We're doing some server maintenance over the next few hours. You may experience difficulty loading attachments during this time and/or receive error messages when trying to attach pictures.  My apologies for the inconvenience - but hopefully this will be straightened out quickly.


----------



## quicksilver (Jun 17, 2008)

Thanks for the info Andy. One question...
When I try to change print color, I no longer can on this site. I've only tried it since yesterday, so I don't know how long this might have been a limitation.


----------



## Adillo303 (Jun 17, 2008)

-Andy - While you are looking at things, If you left click a user name, while viewing a thread and from the resulting drop down menu, you left click "Visit my photo galery" you get an error message that says "
No User specified. If you followed a valid link, please notify the administrator"
It seems t happen on all users.

AC


----------



## kitchenelf (Jun 17, 2008)

Adillo303 said:


> -Andy - While you are looking at things, If you left click a user name, while viewing a thread and from the resulting drop down menu, you left click "Visit my photo galery" you get an error message that says "
> No User specified.
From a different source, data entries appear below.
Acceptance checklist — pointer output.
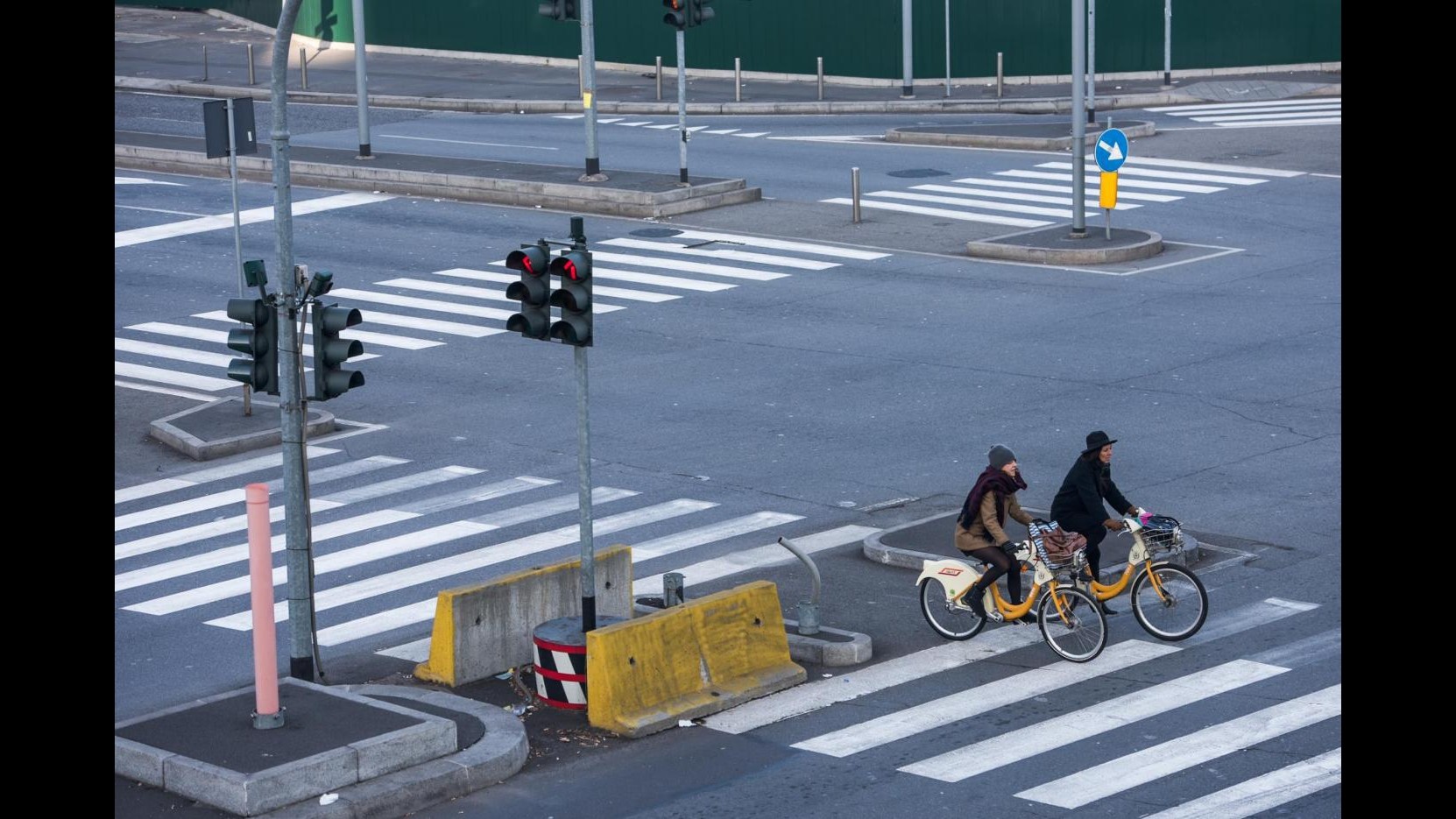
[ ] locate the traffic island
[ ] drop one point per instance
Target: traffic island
(1056, 244)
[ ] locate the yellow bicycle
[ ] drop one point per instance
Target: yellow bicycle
(1168, 600)
(1071, 621)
If you followed a valid link, please notify the administrator"
> It seems t happen on all users.
> 
> AC



Thanks Adillo - that link has never worked.  We used to not have member photo galleries so I'm sure that had something to do with it.  I know we do now and I will mention this again to Andy.  The way to get to a member photo gallery now is click on their name and go to their profile.


----------



## Maverick2272 (Jun 17, 2008)

See, and I thought the upload error was just cause it was my mug I was trying to upload and the server was trying to tell me something! LOL.


----------



## jkath (Jun 17, 2008)

Thanks for the update, Andy!

(I'm glad to know the color thingy wasn't just me)


----------